Her first scholarly book was a literary and intellectual history of eighteenth-century waste. Her debut novel, The Scandal of the Season, was a comedy of manners set in eighteenth-century London, and a retelling of Pope’s "The Rape of the Lock."  The novel was named one of the Best Books of 2007 by the Washington Post and the Economist and has been published in 13 countries. 

Currently she’s completing a second novel entitled Mysteries of the Invisible World, about eighteenth-century scientists, ghosts, gold mines, textiles, time-travel and true love. 

She coordinates a group at Princeton called “Mindful Faculty,” focused on developing new approaches to teaching and scholarship that emerge from mindfulness and other contemplative practices which cultivate non-judgmental presence and embodied awareness.



Mark Thomas Gibson's personal lens on American culture stems from his multipartite viewpoint as an artist—as a black male, a professor, and an American history buff. These myriad and often colliding perspectives fuel his exploration of contemporary culture through languages of painting and drawing, revealing a vision of a dystopic America where every viewer is implicated as a potential character within the story.

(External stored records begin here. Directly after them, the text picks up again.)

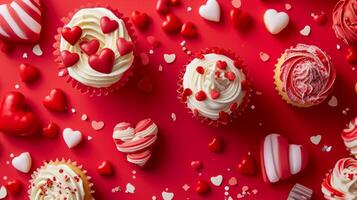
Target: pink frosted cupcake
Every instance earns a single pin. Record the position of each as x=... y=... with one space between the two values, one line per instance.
x=214 y=86
x=95 y=50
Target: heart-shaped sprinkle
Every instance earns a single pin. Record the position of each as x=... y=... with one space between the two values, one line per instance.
x=315 y=139
x=169 y=58
x=22 y=162
x=72 y=138
x=305 y=31
x=217 y=180
x=97 y=125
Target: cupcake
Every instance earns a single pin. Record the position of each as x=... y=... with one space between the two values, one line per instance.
x=304 y=75
x=60 y=179
x=341 y=182
x=214 y=86
x=95 y=50
x=344 y=21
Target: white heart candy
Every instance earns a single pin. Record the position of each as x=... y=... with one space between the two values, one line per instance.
x=72 y=138
x=167 y=195
x=275 y=21
x=211 y=11
x=22 y=162
x=3 y=192
x=217 y=180
x=316 y=139
x=169 y=58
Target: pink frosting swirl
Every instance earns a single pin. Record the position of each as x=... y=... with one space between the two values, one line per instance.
x=345 y=21
x=307 y=74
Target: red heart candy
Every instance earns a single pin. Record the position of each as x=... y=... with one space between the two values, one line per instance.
x=103 y=62
x=90 y=47
x=72 y=35
x=69 y=59
x=216 y=144
x=108 y=25
x=124 y=46
x=28 y=73
x=162 y=6
x=56 y=101
x=51 y=131
x=172 y=24
x=14 y=186
x=247 y=165
x=241 y=20
x=15 y=118
x=105 y=168
x=202 y=187
x=140 y=19
x=189 y=30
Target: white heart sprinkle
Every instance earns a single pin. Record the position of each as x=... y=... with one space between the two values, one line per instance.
x=37 y=50
x=315 y=139
x=72 y=138
x=130 y=188
x=211 y=11
x=333 y=102
x=167 y=195
x=3 y=192
x=217 y=180
x=169 y=58
x=306 y=31
x=22 y=162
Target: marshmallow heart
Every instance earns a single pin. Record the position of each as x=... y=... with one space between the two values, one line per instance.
x=275 y=21
x=280 y=160
x=211 y=11
x=22 y=162
x=72 y=138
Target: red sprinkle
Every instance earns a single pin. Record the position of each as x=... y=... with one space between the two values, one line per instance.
x=201 y=96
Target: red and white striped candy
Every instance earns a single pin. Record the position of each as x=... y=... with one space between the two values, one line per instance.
x=349 y=136
x=280 y=160
x=20 y=21
x=136 y=142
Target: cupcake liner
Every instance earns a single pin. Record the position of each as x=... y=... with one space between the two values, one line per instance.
x=75 y=167
x=85 y=89
x=242 y=107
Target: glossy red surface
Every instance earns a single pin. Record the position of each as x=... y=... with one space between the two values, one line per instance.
x=186 y=139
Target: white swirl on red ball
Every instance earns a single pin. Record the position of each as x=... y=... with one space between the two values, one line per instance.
x=136 y=143
x=56 y=182
x=88 y=20
x=349 y=136
x=230 y=91
x=341 y=183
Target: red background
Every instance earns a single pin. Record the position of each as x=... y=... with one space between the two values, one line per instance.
x=186 y=139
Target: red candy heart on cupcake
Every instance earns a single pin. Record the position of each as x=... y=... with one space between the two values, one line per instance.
x=15 y=118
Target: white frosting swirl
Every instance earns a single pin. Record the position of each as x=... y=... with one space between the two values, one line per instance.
x=56 y=182
x=89 y=21
x=230 y=91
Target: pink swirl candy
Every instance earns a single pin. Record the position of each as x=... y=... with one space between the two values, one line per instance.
x=307 y=74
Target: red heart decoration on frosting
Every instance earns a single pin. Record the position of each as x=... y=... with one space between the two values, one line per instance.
x=14 y=186
x=124 y=46
x=172 y=24
x=15 y=118
x=103 y=62
x=56 y=101
x=90 y=47
x=189 y=30
x=108 y=25
x=20 y=21
x=69 y=59
x=240 y=19
x=72 y=35
x=140 y=19
x=28 y=73
x=105 y=168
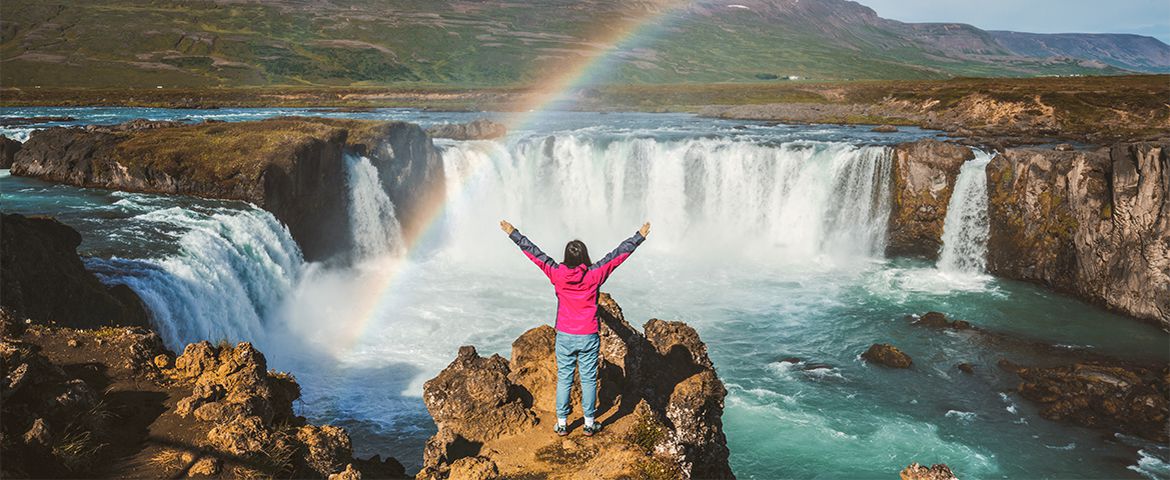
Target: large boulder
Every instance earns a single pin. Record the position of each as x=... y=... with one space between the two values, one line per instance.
x=43 y=280
x=1127 y=398
x=923 y=176
x=293 y=166
x=1094 y=224
x=887 y=355
x=661 y=378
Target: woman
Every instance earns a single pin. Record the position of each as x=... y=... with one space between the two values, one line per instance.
x=578 y=344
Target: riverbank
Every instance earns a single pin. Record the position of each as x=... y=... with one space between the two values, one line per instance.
x=1005 y=110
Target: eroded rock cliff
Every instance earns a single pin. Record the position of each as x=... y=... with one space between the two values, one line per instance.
x=43 y=280
x=1094 y=223
x=923 y=176
x=660 y=403
x=293 y=166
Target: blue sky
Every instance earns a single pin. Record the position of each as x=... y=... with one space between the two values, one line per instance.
x=1141 y=16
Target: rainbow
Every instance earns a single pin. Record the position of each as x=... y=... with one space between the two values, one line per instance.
x=374 y=293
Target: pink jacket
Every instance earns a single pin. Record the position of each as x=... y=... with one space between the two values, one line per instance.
x=577 y=288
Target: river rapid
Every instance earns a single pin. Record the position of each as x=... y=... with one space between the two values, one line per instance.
x=768 y=239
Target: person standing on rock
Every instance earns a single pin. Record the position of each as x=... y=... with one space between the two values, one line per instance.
x=577 y=281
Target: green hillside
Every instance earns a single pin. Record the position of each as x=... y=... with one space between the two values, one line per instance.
x=481 y=43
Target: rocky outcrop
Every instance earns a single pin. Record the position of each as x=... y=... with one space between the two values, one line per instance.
x=1124 y=398
x=43 y=280
x=293 y=166
x=887 y=355
x=54 y=423
x=213 y=410
x=247 y=412
x=8 y=149
x=935 y=472
x=660 y=400
x=480 y=129
x=1095 y=224
x=923 y=176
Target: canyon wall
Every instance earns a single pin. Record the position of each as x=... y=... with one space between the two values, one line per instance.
x=1093 y=223
x=923 y=177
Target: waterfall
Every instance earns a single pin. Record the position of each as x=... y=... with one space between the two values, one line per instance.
x=232 y=269
x=965 y=227
x=374 y=228
x=787 y=201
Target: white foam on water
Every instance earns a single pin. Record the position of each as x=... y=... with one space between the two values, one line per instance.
x=232 y=269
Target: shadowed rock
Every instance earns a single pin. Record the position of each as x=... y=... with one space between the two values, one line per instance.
x=42 y=279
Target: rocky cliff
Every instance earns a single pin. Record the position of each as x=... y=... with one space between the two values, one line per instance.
x=42 y=279
x=291 y=166
x=1093 y=223
x=923 y=177
x=114 y=403
x=660 y=404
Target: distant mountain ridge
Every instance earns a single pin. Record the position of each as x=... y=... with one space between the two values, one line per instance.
x=1130 y=52
x=509 y=42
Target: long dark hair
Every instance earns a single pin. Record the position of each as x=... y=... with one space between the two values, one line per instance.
x=576 y=254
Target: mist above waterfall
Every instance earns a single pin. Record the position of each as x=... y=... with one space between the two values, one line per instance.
x=708 y=198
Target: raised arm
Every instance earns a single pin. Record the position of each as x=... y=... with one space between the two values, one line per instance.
x=613 y=259
x=530 y=249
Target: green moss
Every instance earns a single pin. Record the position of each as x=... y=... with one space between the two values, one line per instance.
x=656 y=468
x=646 y=433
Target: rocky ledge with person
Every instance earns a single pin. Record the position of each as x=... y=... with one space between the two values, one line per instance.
x=660 y=405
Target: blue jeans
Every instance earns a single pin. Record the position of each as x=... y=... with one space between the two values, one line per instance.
x=580 y=351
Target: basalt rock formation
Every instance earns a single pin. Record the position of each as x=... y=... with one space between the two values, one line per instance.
x=481 y=129
x=1094 y=223
x=8 y=149
x=43 y=280
x=660 y=403
x=923 y=175
x=293 y=166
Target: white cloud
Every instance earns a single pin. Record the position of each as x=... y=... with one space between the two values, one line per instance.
x=1141 y=16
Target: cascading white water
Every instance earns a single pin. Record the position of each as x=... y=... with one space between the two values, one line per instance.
x=965 y=227
x=793 y=201
x=232 y=269
x=374 y=228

Mark Thomas Gibson (b. 1980, Miami, FL) received his BFA from The Cooper Union in 2002 and his MFA from Yale School of Art in 2013. He is represented by M+B in Los Angeles and Loyal in Stockholm. In 2016, he co-curated the traveling exhibition Black Pulp! with William Villalongo. Gibson has released two artist books, Some Monsters Loom Large (2016) and Early Retirement (2017). 

In 2021, Gibson was awarded residencies at Yaddo and the Elizabeth Murray Artist Residency.  He was awarded a Pew Fellowship from the Pew Center for Arts and Heritage, Philadelphia, PA and a Hodder Fellowship from Lewis Center for the Arts, Princeton University, Princeton, NJ.